Let's see them guys. Ultra high ISO only please (3200+)

Here's mine: ISO6400


----------



## rufus5150 (Aug 10, 2010)

ISO6400:






ISO3200:






ISO3200:





ISO6400:


----------



## Rekd (Aug 10, 2010)

Here's a few. There are straight from the camera save crop/watermark.

ISO 2000





ISO 3200





ISO 3200





Oh, and for the record... Flickr's new layout blows big time. :twak:


----------



## shaunly (Aug 10, 2010)

Those are some nice clean photos! If you guys could list the gears too that's be cool. =D


----------



## shaunly (Aug 10, 2010)

Rekd said:


> Oh, and for the record... Flickr's new layout blows big time. :twak:



what's wrong with it? I notice the changes too but seems fine to me.


----------



## Rekd (Aug 10, 2010)

Thanks. I'm shooting a Canon 7D with a 70-200mm f/2.8 L IS II and a old EF 28-35mm f3.5-4.5. The 7D really came alive when I put the L on it.



shaunly said:


> Rekd said:
> 
> 
> > Oh, and for the record... Flickr's new layout blows big time. :twak:
> ...



Simple things... instead of 2 clicks to a link it's like 7 or 8 PLUS keystrokes to copy, or add a couple more clicks for that. Having to go thru a menu for just about everything, all in the same menu to boot, sux big time. The right click menu floats UNDER my normal right click menu.

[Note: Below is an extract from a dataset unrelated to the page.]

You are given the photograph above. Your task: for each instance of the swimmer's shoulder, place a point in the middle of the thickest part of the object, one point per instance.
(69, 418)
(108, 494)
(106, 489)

I really hate when places do this crap and completely take away the original, more fluid functionality. I'll find workarounds, but that's not the point.


----------



## kundalini (Aug 10, 2010)

ISO 6400







​


----------



## rufus5150 (Aug 10, 2010)

Uh, 7D, and some combination of 300mm f4L is perhaps with a 1.4exii, a 70-200 f4L is, 24-70 f2.8L. They should have exif and I can't check from here


----------



## thebeatles (Aug 10, 2010)

Older shot I scrounged up.  3200 ISO.


----------



## Rob_W (Aug 11, 2010)

ISO 6400 but i got him, the lone piper on the battlements at the Edinburgh 
Military Tattoo last year...


----------



## PerfectlyFlawed (Aug 11, 2010)

thebeatles said:


> Older shot I scrounged up.  3200 ISO.



Love this!


----------



## PerfectlyFlawed (Aug 11, 2010)

Rekd said:


>



OH!!! :O I want his [pink] bass strings!:thumbup: haha


----------



## PerfectlyFlawed (Aug 11, 2010)

Here is my contribution , I guess. One of my guitars... the BC Rich.
thought the noise added to it. 

ISO-2500





Heres another, a little more clear.
ISO-3200





If these images are to big.. ill put a smaller size up.


----------



## bentcountershaft (Aug 11, 2010)

Canon t1i
EF 24-70L @ 42mm f/3.2
ISO 3200
1/100 sec.








Same body & lens.
57mm @ f/2.8 
ISO 3200
1/160 sec.







Again, same body and lens.
28mm @ f/3.2
ISO 3200
1/100 sec.


----------



## icassell (Aug 12, 2010)

Lot's of people say that Canon's 400mm f/5.6L is a great birding lens in good light, but you need to invest in a  faster lens if you want the golden hours (especially if you want to handhold).  These were both taken handheld at dawn.

Canon 7D
Canon EF400mm f/5.6L

*Greater Yellowlegs*






ISO 3200 1/1000sec f/6.3 HH
Noise Reduction in Noiseware Pro
Crop, S/H in CS5
Sharpening in Genuine Fractals 6.0/CS5

*Great Blue Heron*






ISO 3200 1/1000sec f/6.3 HH
Noise Reduction in Noiseware Pro
Crop in CS5
Sharpening in GF6.0/CS5


----------



## javier (Aug 14, 2010)

Nikon D700 with an old manual Tokina 400F/5.6 at ISO 6400 pretty much in the dark...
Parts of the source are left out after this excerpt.